The previous example using the SDOT
/UDOT
instructions is only one of the Arm-specific optimizations possible.
While it is not possible to demonstrate all of the specialized instructions offered by the Arm architecture, it’s worth looking at another example.
Below is a very simple loop, calculating what is known as a Sum of Absolute Differences (SAD).
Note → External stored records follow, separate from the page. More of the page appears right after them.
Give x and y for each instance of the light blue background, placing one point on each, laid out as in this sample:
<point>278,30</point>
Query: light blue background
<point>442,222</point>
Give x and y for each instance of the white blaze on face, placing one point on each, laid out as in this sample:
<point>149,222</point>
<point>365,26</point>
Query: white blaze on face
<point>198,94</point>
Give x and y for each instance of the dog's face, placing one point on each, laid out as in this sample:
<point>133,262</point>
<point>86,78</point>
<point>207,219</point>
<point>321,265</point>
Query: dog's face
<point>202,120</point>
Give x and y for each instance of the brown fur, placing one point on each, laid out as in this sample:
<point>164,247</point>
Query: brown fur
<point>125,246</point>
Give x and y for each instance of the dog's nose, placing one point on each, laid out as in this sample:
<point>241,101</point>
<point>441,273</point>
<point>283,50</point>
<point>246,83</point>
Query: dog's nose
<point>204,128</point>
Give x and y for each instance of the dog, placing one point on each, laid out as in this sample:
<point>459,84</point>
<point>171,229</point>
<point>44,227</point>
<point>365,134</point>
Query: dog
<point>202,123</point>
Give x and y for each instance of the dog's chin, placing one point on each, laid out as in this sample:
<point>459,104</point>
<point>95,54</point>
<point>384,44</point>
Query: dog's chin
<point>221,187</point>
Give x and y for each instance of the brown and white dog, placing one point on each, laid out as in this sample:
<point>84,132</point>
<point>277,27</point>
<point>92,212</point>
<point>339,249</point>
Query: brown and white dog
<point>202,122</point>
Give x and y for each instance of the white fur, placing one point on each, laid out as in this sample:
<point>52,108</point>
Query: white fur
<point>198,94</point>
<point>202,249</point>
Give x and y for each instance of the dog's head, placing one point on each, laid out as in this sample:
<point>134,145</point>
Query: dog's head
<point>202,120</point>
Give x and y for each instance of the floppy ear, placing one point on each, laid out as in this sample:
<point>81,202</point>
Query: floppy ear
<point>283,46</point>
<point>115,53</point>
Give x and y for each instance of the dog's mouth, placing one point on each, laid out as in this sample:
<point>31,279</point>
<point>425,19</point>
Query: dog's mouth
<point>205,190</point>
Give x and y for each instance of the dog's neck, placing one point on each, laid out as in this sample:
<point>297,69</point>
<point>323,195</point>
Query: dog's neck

Such code is very common in video codecs and used in calculating differences between video frames.
#include <stdint.h>
#include <stdlib.h>
#include <stdio.h>
#include <math.h>
uint32_t sad8(int8_t *A, int8_t *B, size_t N) {
uint32_t result = 0;
N -= N % 16;
for (size_t i=0; i < N; i++) {
result += abs(A[i] - B[i]);
}
return result;
}
int main() {
const int N = 128;
int8_t A[N], B[N];
uint32_t sad = sad8(A, B, N);
printf("sad = %d\n", sad);
}
A hint to the compiler was added that the size is a multiple of 16 to avoid generating cases for smaller lengths. This is for demonstration purposes only.
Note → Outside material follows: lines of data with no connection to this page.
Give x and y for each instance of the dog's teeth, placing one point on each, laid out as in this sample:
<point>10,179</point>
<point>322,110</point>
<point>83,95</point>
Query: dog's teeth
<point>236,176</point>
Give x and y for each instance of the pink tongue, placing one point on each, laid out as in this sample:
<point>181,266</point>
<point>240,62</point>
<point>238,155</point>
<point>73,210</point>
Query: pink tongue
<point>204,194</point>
Save the above code to a file named sadtest.c
and compile it:
gcc -O3 -fno-inline sadtest.c -o sadtest
The assembly output for sad8()
is the following:
sad8:
ands x2, x2, -16
beq .L4
movi v3.4s, 0
mov x3, 0
.L3:
ldr q1, [x0, x3]
ldr q2, [x1, x3]
add x3, x3, 16
sabdl2 v0.8h, v1.16b, v2.16b
sabal v0.8h, v1.8b, v2.8b
sadalp v3.4s, v0.8h
cmp x2, x3
bne .L3
addv s3, v3.4s
fmov w0, s3
ret
.L4:
fmov s3, wzr
fmov w0, s3
ret
You can see that the compiler generates code that uses 3 specialized instructions that exist only on Arm:
SABDL2
,
SABAL
and
SADALP
.
The accumulator variable is not 8-bit but 32-bit, so the typical SIMD implementation that would involve 16 x 8-bit subtractions, then 16 x absolute values and 16 x additions would not do, and a widening conversion to 32-bit would have to take place before the accumulation.
This would mean that 4x items at a time would be accumulated but, with the use of these instructions, the performance gain can be up to 16x faster than the original scalar code, or about 4x faster than the typical SIMD implementation.
For completeness the SVE2 version will be provided, which does not depend on size being a multiple of 16.
This version is without the N -= N % 16
before the loop.
You can compile it on any Arm system (even one without support for SVE2) just by adding the appropriate -march
flag:
gcc -O3 -fno-inline -march=armv9-a sadtest.c -o sadtest
Depending on your compiler version -march=armv9-a
might not be available. If this is the case, you can use -march=march8-a+sve2
instead.
The SVE2 assembly output for sad8()
is:
sad8:
ands x2, x2, -16
beq .L4
mov x3, 0
mov x4, x2
whilelo p0.b, xzr, x2
uqdecb x4
mov z2.b, #0
mov z3.b, #1
ptrue p1.b, all
.L3:
ld1b z0.b, p0/z, [x0, x3]
ld1b z1.b, p0/z, [x1, x3]
sel z1.b, p0, z1.b, z0.b
whilelo p0.b, x3, x4
sabd z0.b, p1/m, z0.b, z1.b
incb x3
udot z2.s, z0.b, z3.b
b.any .L3
uaddv d2, p1, z2.s
fmov w0, s2
ret
.L4:
fmov s2, wzr
fmov w0, s2
ret
You might ask why you should learn about autovectorization if you need to have specialized knowledge of instructions like SDOT
/SADAL
in order to benefit.
Autovectorization is a tool. The goal is to minimize the effort required by developers and maximize the performance, while at the same time requiring low maintenance in terms of code size.
It is far easier to maintain hundreds or thousands of functions that are known to generate the fastest code using autovectorization for all platforms, than it is to maintain the same number of functions in multiple versions for each supported architecture and SIMD engine.
As with most tools, the better you know how to use it, the better the results will be.